Today it is difficult to do just about anything online without a company, or two or more knowing who you are, where you are, and where you have been. We live in a time where digital surveillance has never been more pervasive. Analytics are running constantly and opaquely behind the scenes to learn everything about you for reasons such as predicting your next move, what to sell to you, or how best to sell your data to others.

At Anonyome Labs, we are providing protection for the online community with the MySudo application and Sudo Platform. MySudo is an easy to use tool for creating online identities equipped with a customizable name, phone number, email address, private browser and virtual cards. Sudo Platform allows enterprises to embed the privacy technologies showcased in MySudo into their own applications.

As a data scientist, I was trained to want any and all data to throw into a model and become a prediction hero. As a privacy advocate, I acknowledge that analytics cannot be the wild west, and gladly accept the challenge to help inform Anonyome’s business without becoming what we are helping users to protect against. In the rest of this article, I will discuss how analytics for MySudo is operated under a privacy lens.

From the perspective of the privacy conscious consumer, including the Anonyome team who identify as such, “less is best” when it comes to processing personal data. This starts with minimizing data collection. We do not collect your legal identity information or other personal data before you start using our services, with the exception of regulated parts of our offering such as virtual cards. You can read more about this in this FAQ. If we don’t collect your personal data, we can’t use it, misuse it or lose it if we were to experience a data breach (and we work hard to make sure that doesn’t happen). The “less is best” core value aligns well to minimizing dark data, a form of data debt accrued over time. Gartner defines dark data as “Information assets organizations collect, process, and store during regular business activities, but generally fail to use for other purposes” [1]. Dark data will remain at a minimum by Anonyome’s choice to intentionally store less information about our consumers.

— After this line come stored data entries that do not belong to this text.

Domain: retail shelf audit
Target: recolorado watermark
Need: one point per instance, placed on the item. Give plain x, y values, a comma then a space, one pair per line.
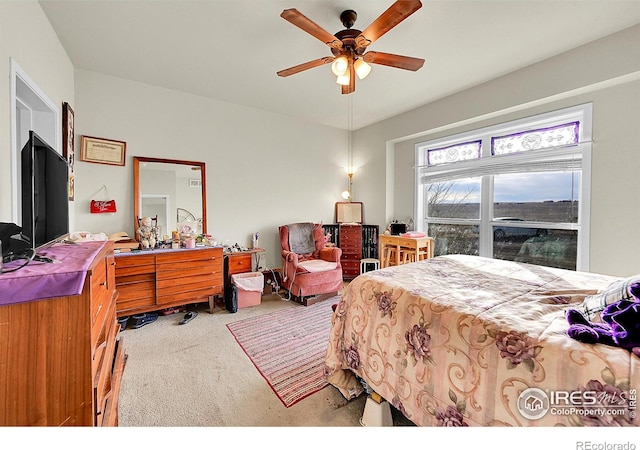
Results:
534, 404
590, 445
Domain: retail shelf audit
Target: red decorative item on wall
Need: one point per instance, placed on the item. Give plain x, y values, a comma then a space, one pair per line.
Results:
102, 206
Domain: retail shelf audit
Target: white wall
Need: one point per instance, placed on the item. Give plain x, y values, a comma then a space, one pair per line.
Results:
263, 169
605, 72
27, 37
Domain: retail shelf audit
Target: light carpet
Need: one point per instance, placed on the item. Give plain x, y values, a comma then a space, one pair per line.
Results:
288, 348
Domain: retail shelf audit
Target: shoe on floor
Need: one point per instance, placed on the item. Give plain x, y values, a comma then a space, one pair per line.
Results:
188, 317
140, 320
122, 321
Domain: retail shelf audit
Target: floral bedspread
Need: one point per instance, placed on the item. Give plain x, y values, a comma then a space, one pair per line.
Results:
470, 341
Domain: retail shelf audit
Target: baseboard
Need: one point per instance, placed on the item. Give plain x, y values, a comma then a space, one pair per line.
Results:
308, 301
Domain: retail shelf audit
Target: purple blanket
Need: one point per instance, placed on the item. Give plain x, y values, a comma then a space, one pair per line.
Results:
40, 280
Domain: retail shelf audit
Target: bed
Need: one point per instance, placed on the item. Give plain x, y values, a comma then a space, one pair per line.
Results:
469, 341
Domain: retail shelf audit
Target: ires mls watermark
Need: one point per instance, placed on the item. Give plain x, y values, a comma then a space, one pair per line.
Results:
534, 403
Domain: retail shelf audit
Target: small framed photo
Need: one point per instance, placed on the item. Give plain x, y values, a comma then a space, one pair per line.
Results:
102, 151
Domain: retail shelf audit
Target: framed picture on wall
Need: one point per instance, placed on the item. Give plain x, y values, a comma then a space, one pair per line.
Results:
348, 212
102, 151
68, 144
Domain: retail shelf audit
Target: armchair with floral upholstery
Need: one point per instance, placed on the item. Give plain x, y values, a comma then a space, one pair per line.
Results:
309, 268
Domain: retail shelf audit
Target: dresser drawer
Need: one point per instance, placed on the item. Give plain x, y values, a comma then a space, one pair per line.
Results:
171, 289
238, 264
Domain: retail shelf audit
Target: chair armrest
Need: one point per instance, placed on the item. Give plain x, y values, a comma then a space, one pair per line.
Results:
331, 254
289, 264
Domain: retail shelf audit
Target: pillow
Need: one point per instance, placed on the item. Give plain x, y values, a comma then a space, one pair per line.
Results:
625, 289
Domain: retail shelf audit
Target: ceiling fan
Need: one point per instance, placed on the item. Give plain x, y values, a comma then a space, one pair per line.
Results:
349, 45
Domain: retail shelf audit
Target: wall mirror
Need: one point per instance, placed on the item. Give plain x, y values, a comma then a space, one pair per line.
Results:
349, 212
173, 190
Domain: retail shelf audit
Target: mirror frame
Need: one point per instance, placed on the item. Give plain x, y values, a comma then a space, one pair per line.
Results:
136, 185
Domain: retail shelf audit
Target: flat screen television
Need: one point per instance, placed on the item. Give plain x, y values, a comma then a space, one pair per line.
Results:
45, 195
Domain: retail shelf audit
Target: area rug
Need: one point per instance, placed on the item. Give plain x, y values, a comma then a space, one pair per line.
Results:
288, 348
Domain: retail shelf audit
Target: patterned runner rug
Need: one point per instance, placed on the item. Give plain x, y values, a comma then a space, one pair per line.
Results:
288, 348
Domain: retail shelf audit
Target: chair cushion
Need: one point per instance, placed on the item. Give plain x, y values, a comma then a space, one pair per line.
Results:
317, 265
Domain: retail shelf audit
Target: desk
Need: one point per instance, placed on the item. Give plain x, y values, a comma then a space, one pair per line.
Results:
396, 250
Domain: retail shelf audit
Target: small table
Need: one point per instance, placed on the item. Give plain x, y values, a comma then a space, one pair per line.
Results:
405, 249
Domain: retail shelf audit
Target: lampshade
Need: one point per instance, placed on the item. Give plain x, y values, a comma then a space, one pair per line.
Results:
343, 79
361, 68
340, 65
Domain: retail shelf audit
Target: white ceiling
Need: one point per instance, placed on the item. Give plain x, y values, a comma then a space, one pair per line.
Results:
231, 50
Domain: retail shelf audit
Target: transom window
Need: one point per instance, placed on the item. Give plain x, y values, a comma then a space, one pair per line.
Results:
517, 191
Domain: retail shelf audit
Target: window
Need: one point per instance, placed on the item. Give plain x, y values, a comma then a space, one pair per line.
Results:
517, 191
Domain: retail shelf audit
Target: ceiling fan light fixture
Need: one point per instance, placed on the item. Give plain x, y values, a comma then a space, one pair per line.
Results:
362, 68
340, 65
343, 80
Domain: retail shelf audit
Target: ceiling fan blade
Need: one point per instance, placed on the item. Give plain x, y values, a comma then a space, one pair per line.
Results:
396, 13
391, 60
305, 24
305, 66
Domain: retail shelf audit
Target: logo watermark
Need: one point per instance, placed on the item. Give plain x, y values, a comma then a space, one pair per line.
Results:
534, 403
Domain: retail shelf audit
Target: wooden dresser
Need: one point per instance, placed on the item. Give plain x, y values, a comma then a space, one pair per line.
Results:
159, 279
350, 241
61, 359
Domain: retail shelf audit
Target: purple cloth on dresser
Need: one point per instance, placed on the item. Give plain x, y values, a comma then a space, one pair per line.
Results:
40, 280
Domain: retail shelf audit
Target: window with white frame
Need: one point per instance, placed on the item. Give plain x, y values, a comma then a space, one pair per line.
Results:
517, 191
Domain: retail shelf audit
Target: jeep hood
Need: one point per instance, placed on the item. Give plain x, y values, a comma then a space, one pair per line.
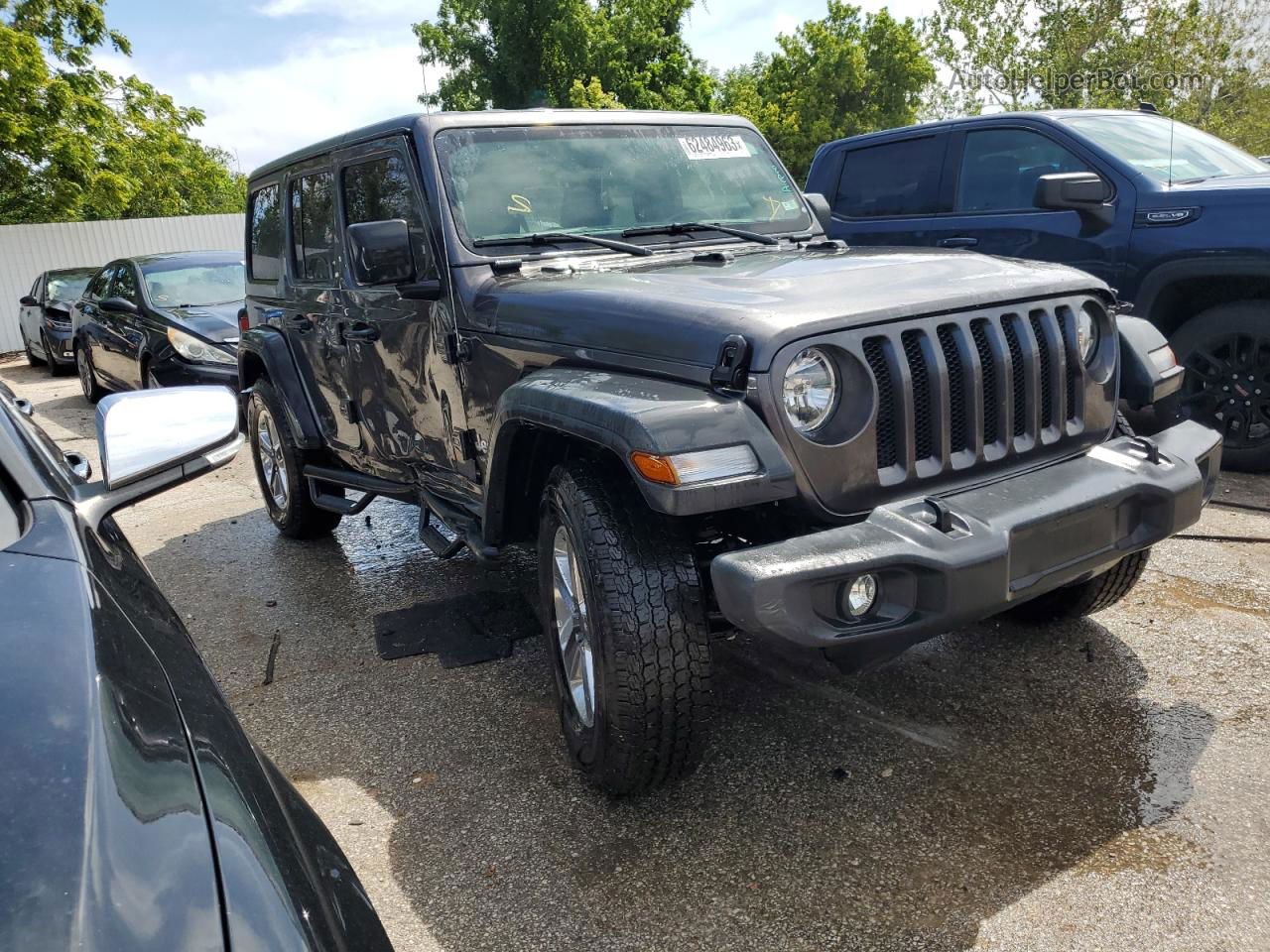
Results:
681, 309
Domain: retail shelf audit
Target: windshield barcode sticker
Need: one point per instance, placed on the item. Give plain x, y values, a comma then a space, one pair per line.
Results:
714, 146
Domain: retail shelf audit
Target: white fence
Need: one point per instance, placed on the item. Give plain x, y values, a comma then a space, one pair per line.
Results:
26, 250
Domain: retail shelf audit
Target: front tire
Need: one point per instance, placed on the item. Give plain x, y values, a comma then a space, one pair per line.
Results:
1225, 352
93, 391
278, 470
625, 631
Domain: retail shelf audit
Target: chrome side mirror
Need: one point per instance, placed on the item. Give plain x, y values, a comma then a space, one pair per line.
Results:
151, 439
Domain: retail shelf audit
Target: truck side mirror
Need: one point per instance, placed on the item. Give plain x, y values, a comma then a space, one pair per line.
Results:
820, 208
1080, 191
380, 252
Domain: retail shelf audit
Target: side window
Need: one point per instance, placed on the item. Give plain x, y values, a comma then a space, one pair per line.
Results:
266, 252
380, 189
313, 226
892, 179
1000, 169
96, 287
125, 284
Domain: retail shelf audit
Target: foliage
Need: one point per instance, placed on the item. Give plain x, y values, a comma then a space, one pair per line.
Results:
1021, 54
79, 144
835, 76
603, 54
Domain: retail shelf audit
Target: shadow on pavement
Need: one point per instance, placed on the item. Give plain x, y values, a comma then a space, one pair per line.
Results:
892, 810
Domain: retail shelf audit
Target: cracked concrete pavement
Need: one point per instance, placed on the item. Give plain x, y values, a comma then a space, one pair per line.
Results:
1091, 785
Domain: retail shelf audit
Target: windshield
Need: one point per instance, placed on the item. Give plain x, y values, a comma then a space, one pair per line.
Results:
175, 284
67, 286
1143, 143
503, 181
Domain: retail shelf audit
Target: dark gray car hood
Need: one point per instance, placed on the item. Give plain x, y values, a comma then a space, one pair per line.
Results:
680, 309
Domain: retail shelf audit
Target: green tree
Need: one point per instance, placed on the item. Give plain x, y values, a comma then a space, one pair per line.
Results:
837, 76
1202, 61
509, 54
77, 143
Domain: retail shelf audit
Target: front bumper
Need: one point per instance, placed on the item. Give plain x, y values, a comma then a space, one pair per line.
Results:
175, 372
60, 343
998, 544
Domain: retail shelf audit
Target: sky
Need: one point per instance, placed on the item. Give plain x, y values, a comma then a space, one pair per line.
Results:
275, 75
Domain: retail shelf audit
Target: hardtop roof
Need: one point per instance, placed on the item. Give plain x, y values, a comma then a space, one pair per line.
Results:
434, 122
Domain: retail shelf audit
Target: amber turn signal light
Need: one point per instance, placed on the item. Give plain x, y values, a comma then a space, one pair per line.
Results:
656, 468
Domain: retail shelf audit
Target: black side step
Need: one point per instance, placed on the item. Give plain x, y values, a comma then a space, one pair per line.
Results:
321, 477
463, 527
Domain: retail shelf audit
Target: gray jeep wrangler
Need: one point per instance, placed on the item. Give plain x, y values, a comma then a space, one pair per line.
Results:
624, 338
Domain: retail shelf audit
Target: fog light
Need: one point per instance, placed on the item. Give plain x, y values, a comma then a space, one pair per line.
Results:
861, 594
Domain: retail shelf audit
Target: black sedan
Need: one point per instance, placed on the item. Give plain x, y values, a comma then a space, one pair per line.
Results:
137, 815
45, 316
160, 320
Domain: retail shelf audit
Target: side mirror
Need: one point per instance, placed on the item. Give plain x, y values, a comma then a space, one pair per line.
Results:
1075, 190
820, 208
153, 439
119, 304
381, 253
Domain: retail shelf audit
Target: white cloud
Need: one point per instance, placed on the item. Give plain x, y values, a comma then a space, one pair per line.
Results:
259, 113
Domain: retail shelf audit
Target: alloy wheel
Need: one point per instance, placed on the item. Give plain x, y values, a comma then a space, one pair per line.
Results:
273, 465
572, 627
1228, 380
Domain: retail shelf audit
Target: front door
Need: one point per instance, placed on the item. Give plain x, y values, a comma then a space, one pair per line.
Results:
409, 395
888, 193
313, 312
994, 175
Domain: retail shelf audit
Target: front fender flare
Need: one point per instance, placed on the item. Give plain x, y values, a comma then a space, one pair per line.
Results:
624, 413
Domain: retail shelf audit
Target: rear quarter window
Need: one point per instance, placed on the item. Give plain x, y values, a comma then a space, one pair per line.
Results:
890, 179
264, 255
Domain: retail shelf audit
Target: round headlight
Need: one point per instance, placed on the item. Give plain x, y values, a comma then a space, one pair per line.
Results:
1086, 333
811, 390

User content, such as the text of email messages, SMS messages and the like, is never processed beyond what you would expect us to do – deliver the messages to your intended recipients or to you in the most secure way possible. If the communications are from MySudo user to MySudo user, they’re end-to-end encrypted and Anonyome can’t read the messages even if we wanted to (we don’t). For messages sent or received via regular SMS or email, they may be visible to third parties when they pass through networks beyond the control of the Sudo Platform. Read more in this FAQ article.When we analyze the usage of MySudo across our user base, we’re usually interested in aggregated time series data. For example, how many calls and messages were made last week across all MySudo users, is the relationship between ratio of incoming to outgoing email messages changing over time across all MySudo users? This analysis does not require long term access to the content or metadata of individual user communications, so we don’t preserve that beyond what is required for our users to use MySudo and access their messages and call logs. An example of how this aggregate works in practice is illustrated in the diagram below.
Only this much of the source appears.